Kollektives Trauma: Unbeugsam gegen die Morde
Kein empörtes, aber ein empörendes Buch: Christina Clemm verbindet Fallbeispiele aus ihrem Alltag als Anwältin mit Gesellschaftsanalyse.
Es gibt Sätze in diesem Buch, die klingen wie gehämmert, wie gemeisselt. Nichts von dem, was Christina Clemm schreibt, ist wirklich neu, denn wir kennen das alles. Die Zahlen: Jede dritte Frau hat Gewalt erfahren. Die Mythen: Vielleicht sind manche der Opfer doch ein bisschen selbst schuld? Die Verdichtung aber, mit der hier auf 250 Seiten knapp dreissig Jahre Engagement und Berufspraxis zusammengefasst sind, klingt neu und macht das Buch mächtig, genauso wie seine klare, unbeugsame Haltung der Solidarität mit Gewaltopfern. «Das Private ist politisch, die Unantastbarkeit der Zweisamkeit gehört hinterfragt», steht da, oder: «Zum Zuschlagen, Töten, Misshandeln braucht es genau einen.» Oder: «Weshalb ist die Scham der Betroffenen immer noch grösser als die Angst der Täter?»
Gewalt geschieht nicht zufällig
Obwohl sich in den letzten Jahren viel getan hat, was Sensibilität und Aufmerksamkeit und auch die Rechtsprechung betrifft, ändert sich an den Zahlen zu sexualisierter Gewalt wenig. Warum ist das so? Die Botschaft des Buches ist deutlich: Sexualisierte Gewalt geschieht nicht zufällig, sie ist strukturell angelegt in einer auf Geschlechterungleichheit basierenden Gesellschaft.
Clemm geht alle wichtigen Themen durch, sie beschreibt Vorurteile den Opfern gegenüber, Strategien der Täter, Gewaltspiralen. Dabei verbindet sie Fallbeispiele mit Gesellschaftsanalyse, auch das macht ihre Argumentation so stark. Sie hat als Anwältin endlos viele Geschichten gehört von «Kratzern, Bisswunden, Hämatomen und Knochenbrüchen, Zahn- und Hörverlusten, Säure- und Schussverletzungen, Verbrennungen und Stichwunden, Tritten in den Bauch», von Vergewaltigungen und Morden. Gehört hat sie auch die Verharmlosungen, die zu milden Urteile, die ignorante Häme, und erlebt hat sie eine eklatante Unterfinanzierung beim Opferschutz, aber auch bei den Polizeibehörden.
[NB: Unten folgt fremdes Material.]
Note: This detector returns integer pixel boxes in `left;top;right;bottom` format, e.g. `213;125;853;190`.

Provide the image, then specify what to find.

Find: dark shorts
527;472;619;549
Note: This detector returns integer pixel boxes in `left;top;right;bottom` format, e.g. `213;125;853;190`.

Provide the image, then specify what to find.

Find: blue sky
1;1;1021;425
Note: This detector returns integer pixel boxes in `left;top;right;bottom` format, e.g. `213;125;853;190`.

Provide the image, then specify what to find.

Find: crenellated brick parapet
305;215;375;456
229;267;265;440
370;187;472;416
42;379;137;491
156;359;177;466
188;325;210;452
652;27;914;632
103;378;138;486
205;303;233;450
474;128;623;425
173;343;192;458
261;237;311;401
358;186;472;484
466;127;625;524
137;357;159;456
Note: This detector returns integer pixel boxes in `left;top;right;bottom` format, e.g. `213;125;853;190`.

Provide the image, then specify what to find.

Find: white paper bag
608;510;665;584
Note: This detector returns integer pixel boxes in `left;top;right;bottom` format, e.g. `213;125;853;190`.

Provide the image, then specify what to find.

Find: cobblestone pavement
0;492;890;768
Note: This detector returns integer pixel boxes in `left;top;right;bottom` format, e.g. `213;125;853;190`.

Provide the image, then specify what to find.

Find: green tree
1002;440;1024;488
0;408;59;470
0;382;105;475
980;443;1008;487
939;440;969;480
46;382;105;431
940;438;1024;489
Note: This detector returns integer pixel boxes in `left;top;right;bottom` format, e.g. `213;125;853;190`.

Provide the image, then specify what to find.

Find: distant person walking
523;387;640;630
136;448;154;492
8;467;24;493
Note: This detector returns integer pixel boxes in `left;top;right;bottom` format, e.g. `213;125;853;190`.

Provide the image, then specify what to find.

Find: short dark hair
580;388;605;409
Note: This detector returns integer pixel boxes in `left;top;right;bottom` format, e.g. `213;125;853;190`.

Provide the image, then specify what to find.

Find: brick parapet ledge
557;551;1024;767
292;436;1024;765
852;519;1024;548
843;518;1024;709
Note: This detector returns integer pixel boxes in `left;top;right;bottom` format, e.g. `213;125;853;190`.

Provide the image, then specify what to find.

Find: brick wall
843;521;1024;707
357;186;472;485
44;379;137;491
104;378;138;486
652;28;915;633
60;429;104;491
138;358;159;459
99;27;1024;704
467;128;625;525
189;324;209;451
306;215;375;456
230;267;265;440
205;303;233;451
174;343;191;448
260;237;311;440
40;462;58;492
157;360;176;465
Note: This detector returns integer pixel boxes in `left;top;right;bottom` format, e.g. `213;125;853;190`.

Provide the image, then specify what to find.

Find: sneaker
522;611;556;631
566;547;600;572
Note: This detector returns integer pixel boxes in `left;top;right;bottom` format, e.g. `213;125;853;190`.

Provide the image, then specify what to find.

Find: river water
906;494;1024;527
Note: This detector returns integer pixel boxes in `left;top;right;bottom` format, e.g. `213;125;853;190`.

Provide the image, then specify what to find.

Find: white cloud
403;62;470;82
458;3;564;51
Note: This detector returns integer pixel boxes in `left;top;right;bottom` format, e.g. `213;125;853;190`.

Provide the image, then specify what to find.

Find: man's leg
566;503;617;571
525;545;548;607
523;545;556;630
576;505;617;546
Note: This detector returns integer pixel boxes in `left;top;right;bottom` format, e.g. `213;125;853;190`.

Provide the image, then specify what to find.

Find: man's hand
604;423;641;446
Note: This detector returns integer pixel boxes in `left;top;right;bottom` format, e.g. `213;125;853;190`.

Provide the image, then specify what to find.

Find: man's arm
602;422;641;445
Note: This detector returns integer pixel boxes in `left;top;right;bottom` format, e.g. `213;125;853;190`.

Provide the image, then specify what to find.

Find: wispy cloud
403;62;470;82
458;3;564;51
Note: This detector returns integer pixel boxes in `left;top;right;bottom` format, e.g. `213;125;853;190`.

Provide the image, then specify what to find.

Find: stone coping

Frauenhass, so schreibt Clemm, sei eine Art «emotionaler Gewohnheit», und je länger man als Leser:in ihrem Buch folgt, desto bedrückender wird die Einsicht, wie tief verankert die Neigung ist, sexualisierte Gewalt als Privatsache abzutun, einfach wegzusehen. Als ginge uns das allerhöchstens indirekt etwas an. Falsch.
«Es gibt ein kollektives Trauma der Gewalt oder Gefährdung aller Frauen. Alle Frauen, alle trans Personen, alle non-binären Menschen kennen sie.» Auch das ist einer dieser Sätze.
Konkrete Vorschläge
Im Grunde ist «Gegen Frauenhass» kein empörtes, sondern ein empörendes Buch. Die Lektüre hinterlässt ein beklemmendes Gefühl, und gleichzeitig öffnet sie etwas. Christina Clemm bleibt nicht bei Anklage und Analyse stehen, immer wieder fügt sie konkrete Vorschläge ein, wie es anders gehen könnte, und sie beendet ihr Buch mit einer fünfseitigen Auflistung von Massnahmen, die Opfern helfen würden.
Denn es muss sich etwas ändern, Geschlecht darf kein Machtfaktor mehr sein. Im Katalog an Forderungen steht auch: «Seid wütend!», «Stört, stört, stört» und: «Feministische Männer, macht endlich mit.»